Saiu agora um livro que me dá inveja: A Porta do Chapéu – Crônicas em Paris, de Celso Gutfreind (editora Class). Inveja porque é muito bom mas também porque o Celso finalmente reuniu uma porção de crônicas escritas a quente em Paris, quando lá morou no estendido tempo entre 1996 e 2001. Vivência lá, o Celso tem mais do que quase todo mundo, e essa matéria é a base do livro, misto de memória e crônica.
Pensa o seguinte: ele estudou lá, fez seu doutorado, mas também trabalhou no serviço público de saúde, atendendo crianças em situação ruim, muito ruim e pior ainda – filhos de imigrantes muitas vezes, frequentemente sem pai e mãe, não raro vítimas de violências as mais variadas. (Psiquiatra, o Celso já escreveu sobre essa experiência, em que aproximou a literatura, a narrativa, da terapia: crianças com imensas histórias tristes para contar, que muitas vezes nem sabiam como começar a contar, que de repente encontravam nos Três Porquinhos, por exemplo, um jeito de simbolizar a vida.)

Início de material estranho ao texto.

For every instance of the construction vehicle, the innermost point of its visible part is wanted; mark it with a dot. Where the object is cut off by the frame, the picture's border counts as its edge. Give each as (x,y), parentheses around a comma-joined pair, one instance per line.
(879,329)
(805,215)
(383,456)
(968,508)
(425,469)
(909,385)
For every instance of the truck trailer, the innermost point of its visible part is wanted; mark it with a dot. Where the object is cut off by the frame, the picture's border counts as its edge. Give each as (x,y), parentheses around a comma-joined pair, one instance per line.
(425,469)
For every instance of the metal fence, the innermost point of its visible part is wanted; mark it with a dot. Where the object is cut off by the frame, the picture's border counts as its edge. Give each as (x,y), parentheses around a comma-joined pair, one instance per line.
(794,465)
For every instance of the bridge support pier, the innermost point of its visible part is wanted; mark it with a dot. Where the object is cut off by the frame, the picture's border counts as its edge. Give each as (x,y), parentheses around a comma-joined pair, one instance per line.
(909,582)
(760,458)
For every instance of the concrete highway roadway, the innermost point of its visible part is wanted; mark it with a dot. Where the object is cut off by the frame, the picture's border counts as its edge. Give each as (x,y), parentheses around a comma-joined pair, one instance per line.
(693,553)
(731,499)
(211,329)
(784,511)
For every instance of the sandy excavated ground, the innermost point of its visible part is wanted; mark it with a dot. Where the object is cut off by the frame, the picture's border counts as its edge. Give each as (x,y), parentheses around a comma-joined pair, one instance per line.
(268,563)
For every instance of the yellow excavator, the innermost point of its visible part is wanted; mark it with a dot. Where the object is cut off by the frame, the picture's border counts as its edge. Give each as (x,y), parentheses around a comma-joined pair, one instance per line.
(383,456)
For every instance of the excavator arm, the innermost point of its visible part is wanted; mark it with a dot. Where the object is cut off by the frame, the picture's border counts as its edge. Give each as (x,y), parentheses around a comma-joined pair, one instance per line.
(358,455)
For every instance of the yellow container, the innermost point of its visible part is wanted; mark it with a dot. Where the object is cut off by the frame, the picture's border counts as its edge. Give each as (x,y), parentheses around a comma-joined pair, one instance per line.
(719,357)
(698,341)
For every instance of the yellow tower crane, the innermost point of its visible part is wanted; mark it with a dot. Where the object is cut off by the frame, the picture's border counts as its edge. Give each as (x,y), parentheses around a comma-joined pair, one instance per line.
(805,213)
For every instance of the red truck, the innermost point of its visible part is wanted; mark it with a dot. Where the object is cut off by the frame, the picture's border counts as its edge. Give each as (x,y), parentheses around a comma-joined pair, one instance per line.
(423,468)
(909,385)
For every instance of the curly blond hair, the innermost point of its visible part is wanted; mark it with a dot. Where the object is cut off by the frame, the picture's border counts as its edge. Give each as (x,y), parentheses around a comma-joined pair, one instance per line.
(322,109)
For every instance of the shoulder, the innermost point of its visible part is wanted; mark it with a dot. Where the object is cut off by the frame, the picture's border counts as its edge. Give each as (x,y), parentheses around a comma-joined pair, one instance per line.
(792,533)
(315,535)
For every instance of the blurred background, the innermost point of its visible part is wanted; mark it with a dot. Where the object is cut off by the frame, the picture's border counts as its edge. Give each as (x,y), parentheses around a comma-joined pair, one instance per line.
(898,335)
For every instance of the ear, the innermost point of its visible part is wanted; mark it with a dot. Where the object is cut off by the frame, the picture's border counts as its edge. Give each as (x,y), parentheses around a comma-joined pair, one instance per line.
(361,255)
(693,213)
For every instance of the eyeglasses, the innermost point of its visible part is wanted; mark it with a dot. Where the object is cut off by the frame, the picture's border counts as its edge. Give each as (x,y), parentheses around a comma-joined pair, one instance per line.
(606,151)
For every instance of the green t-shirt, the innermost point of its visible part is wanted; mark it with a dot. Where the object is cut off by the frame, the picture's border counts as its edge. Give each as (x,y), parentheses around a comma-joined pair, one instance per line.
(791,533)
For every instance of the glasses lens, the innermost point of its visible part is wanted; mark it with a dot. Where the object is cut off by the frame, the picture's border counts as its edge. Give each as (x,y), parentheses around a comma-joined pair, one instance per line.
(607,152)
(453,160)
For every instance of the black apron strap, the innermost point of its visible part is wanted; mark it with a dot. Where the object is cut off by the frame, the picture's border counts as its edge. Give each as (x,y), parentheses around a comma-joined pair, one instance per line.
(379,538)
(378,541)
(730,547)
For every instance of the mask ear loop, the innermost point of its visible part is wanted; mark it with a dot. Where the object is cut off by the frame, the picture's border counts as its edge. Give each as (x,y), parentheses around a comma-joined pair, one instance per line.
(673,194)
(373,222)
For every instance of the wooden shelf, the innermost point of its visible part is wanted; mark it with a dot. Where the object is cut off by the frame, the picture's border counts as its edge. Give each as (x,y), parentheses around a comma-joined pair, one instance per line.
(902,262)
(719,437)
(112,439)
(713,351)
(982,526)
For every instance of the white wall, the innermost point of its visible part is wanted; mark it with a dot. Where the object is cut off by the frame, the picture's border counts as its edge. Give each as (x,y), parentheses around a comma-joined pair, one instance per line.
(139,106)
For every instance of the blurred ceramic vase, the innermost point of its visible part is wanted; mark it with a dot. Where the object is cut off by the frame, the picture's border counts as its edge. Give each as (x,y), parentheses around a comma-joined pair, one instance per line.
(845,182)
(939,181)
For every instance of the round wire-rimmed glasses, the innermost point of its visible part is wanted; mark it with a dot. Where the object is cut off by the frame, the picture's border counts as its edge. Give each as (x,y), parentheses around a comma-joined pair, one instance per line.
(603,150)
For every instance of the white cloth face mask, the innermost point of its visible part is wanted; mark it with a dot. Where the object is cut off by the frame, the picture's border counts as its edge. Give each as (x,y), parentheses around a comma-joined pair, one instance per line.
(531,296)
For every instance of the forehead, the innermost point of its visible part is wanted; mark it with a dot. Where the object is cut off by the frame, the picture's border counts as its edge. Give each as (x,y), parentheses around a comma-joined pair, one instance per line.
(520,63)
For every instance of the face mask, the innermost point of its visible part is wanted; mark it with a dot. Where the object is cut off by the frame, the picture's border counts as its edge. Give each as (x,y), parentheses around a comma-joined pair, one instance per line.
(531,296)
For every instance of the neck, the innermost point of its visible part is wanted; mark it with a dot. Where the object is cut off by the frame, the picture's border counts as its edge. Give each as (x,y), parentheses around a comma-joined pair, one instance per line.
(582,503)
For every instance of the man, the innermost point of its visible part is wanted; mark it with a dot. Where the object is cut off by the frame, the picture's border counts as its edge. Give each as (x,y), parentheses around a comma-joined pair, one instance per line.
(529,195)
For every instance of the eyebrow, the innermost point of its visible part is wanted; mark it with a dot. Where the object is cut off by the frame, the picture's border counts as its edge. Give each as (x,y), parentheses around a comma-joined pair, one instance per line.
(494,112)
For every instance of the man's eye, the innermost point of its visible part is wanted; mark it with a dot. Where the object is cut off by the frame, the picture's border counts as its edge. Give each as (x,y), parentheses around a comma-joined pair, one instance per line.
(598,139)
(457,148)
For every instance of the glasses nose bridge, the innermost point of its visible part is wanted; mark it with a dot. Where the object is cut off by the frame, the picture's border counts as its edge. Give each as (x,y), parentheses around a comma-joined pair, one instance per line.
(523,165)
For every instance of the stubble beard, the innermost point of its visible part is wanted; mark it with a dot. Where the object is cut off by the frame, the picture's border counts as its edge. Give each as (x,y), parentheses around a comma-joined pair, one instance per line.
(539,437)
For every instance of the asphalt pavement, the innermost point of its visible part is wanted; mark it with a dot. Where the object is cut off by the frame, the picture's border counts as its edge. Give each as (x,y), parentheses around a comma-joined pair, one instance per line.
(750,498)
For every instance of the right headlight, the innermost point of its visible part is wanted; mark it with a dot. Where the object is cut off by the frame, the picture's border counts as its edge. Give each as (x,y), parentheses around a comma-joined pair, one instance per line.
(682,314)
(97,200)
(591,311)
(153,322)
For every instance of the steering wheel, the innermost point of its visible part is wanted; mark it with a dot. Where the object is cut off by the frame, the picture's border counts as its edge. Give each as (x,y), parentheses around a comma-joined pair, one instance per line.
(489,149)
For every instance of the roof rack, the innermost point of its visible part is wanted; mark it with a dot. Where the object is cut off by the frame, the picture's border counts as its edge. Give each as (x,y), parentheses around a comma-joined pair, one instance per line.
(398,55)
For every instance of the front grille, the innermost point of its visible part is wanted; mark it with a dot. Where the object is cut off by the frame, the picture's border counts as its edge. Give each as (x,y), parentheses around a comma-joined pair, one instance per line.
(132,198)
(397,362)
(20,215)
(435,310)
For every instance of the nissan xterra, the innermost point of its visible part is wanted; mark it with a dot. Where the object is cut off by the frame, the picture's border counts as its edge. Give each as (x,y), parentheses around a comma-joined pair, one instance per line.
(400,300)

O Celso encontrou gente, reencontrou gente, leu, passeou, foi ao cinema, fez algum amigo, observou a vida daquela cidade infinita e voltou aqui para contar. Eis o mérito básico da coisa toda: um de nós que foi lá, conferiu de perto e agora conta. Permitida a cabotinice, eu penso também em reunir em livro minhas experiências por lá – mas, seguindo o conselho mudo do Celso, preciso esperar mais uns 10 anos.
Quanto ao texto, o que me chama a atenção é que na obra do Celso, basicamente um poeta, há também esse lado prosador. Em parte, esse lado também quer o efeito, busca desalojar o leitor de seu conforto, como faz a poesia; mas prosa é isso, essa linguagem tirada direto da vida simples. Como diz, cada vez com mais razão, o Bakhtin, prosa é dialógica, acolhe tudo, enquanto a poesia é monológica, é uma vez falando e exigindo ser ouvida.
Assunto para conversa longa. Por enquanto, pegue lá o livro, que aliás tem como nome um erro de tradução, que o Celso sabe que é erro mas que escolheu manter, em homenagem, talvez, ao diálogo entre ele lá, cancheiro na língua local, e o ele cá, antes de ir, caipira como todo mundo se sente naquela cidade.